Le climat social continue de se dégrader à l’Agence gabonaise de sécurité alimentaire (AGASA). Dans un communiqué publié le 10 juillet, le Syndicat national des travailleurs de l’AGASA (SYNATA) dénonce ce qu’il présente comme une mesure de représailles visant son secrétaire général, muté au lendemain de la publication d’un précédent communiqué mettant en cause la gestion financière de l’établissement. Le syndicat estime que cette décision constitue une atteinte à la liberté syndicale, évoque un « harcèlement professionnel continu » et annonce la saisine de l’Inspection du travail ainsi que du ministère en charge du Travail afin d’obtenir le respect des dispositions légales protégeant les représentants des travailleurs.

 

R/N°21/SYNATA/SG/

COMMUNIQUE

 

Le Bureau Exécutif du Syndicat National des Travailleurs de l’AGASA (SYNATA) porte à la connaissance de l’opinion nationale et internationale l’acte de représailles inacceptable dont fait l’objet son Premier Responsable.

 

Le 10 juillet 2026, soit le lendemain de la publication de notre communiqué dénonçant les dérives financières orchestrées au sein de l’Agence Gabonaise de Sécurité Alimentaire (AGASA), la Direction Générale a prononcé « l’affectation-sanction » du Secrétaire Général du SYNATA.

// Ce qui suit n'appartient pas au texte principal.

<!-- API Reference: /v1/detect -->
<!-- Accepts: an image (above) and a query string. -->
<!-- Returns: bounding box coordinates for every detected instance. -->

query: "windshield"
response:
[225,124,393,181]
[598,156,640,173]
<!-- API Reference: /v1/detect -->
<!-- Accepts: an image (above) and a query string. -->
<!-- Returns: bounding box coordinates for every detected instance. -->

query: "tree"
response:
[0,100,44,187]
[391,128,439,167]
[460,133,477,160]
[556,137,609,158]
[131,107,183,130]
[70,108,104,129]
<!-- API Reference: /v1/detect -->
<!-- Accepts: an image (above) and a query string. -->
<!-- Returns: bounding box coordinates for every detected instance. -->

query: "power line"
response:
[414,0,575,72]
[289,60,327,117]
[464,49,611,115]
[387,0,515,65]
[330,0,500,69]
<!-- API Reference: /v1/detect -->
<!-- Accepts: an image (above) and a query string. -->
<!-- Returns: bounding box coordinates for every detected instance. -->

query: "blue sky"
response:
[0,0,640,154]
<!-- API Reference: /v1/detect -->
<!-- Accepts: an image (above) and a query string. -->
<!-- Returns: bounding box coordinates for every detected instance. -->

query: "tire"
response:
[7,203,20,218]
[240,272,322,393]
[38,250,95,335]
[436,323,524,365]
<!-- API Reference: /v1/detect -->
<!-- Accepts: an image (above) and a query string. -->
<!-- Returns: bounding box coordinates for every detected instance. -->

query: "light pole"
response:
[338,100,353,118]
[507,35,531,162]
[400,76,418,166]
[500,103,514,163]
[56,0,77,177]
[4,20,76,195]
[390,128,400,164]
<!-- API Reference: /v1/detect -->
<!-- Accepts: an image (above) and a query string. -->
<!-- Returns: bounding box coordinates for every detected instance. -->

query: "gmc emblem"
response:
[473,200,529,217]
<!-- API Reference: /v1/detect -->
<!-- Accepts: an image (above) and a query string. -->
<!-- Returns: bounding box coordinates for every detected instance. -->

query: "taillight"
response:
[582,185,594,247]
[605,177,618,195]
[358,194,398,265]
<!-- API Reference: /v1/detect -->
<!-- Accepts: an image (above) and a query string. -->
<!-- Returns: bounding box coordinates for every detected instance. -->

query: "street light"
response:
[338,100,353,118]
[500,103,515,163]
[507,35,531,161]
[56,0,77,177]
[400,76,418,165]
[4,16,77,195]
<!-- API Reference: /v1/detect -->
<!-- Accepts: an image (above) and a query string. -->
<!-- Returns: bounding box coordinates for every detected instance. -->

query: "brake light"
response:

Cette proximité temporelle flagrante constitue un flagrant délit d’entrave à la liberté syndicale au sein de l’AGASA.

 

À cet égard, l’analyse de la chronologie des faits démontre que cette mesure n’a aucun lien avec l’intérêt du service, mais s’inscrit dans une politique d’extinction systématique de la voix syndicale.

En effet, En l’espace de douze (12) mois, entre juillet 2025 et juillet 2026, le Secrétaire Général a ainsi subi, à l’instar d’autres camarades, un déclassement continu : d’abord en juillet 2025 par la création arbitraire d’un poste de Chef de service des archives sans aucun rapport avec ses fonctions antérieures pour tenter de l’isoler ; puis en fin d’année 2025 par sa marginalisation durant près de trois mois comme Chef de bureau ANPI sur un poste en inadéquation manifeste avec son profil ; et enfin, ce 10 juillet 2026, par la Note de Service n°002788/MAEDR/SG/DG-AGASA portant mutation punitive au Bureau de Ntoum en qualité de simple « agent informatique », alors qu’il occupait légitimement les fonctions de Chef de service informatique au siège.

Pour parfaire l’absurdité de cette décision, il convient de souligner que ce bureau de Ntoum ne dispose que d’un seul ordinateur.

 

De surcroît, cette succession de trois affectations en un an, visant à éloigner l’intéressé de son cœur de métier et de sa base syndicale, caractérise un harcèlement professionnel continu qui sort du cadre d’une gestion normale des ressources humaines. Le SYNATA relève d’ailleurs l’hypocrisie manifeste de la Direction Générale puisque le 8 juillet 2026, le Directeur Général affirmait publiquement devant le personnel : « C’est pour cela que nous encourageons l’action syndicale au sein de l’agence », garantissant le droit de s’exprimer, y compris contre lui-même. Le SYNATA observe qu’il aura suffi de 48 heures pour que cet « encouragement » trouve sa traduction concrète : le bannissement de son Secrétaire Général à Ntoum. Si telle est la définition de la liberté syndicale à l’AGASA, le personnel est en droit de redouter ce que la Direction Générale réserve à ceux qu’elle entend sanctionner.

 

Or, ce règlement de comptes administratif contrevient de manière frontale à un ensemble de dispositions légales et conventionnelles convergentes du droit positif gabonais.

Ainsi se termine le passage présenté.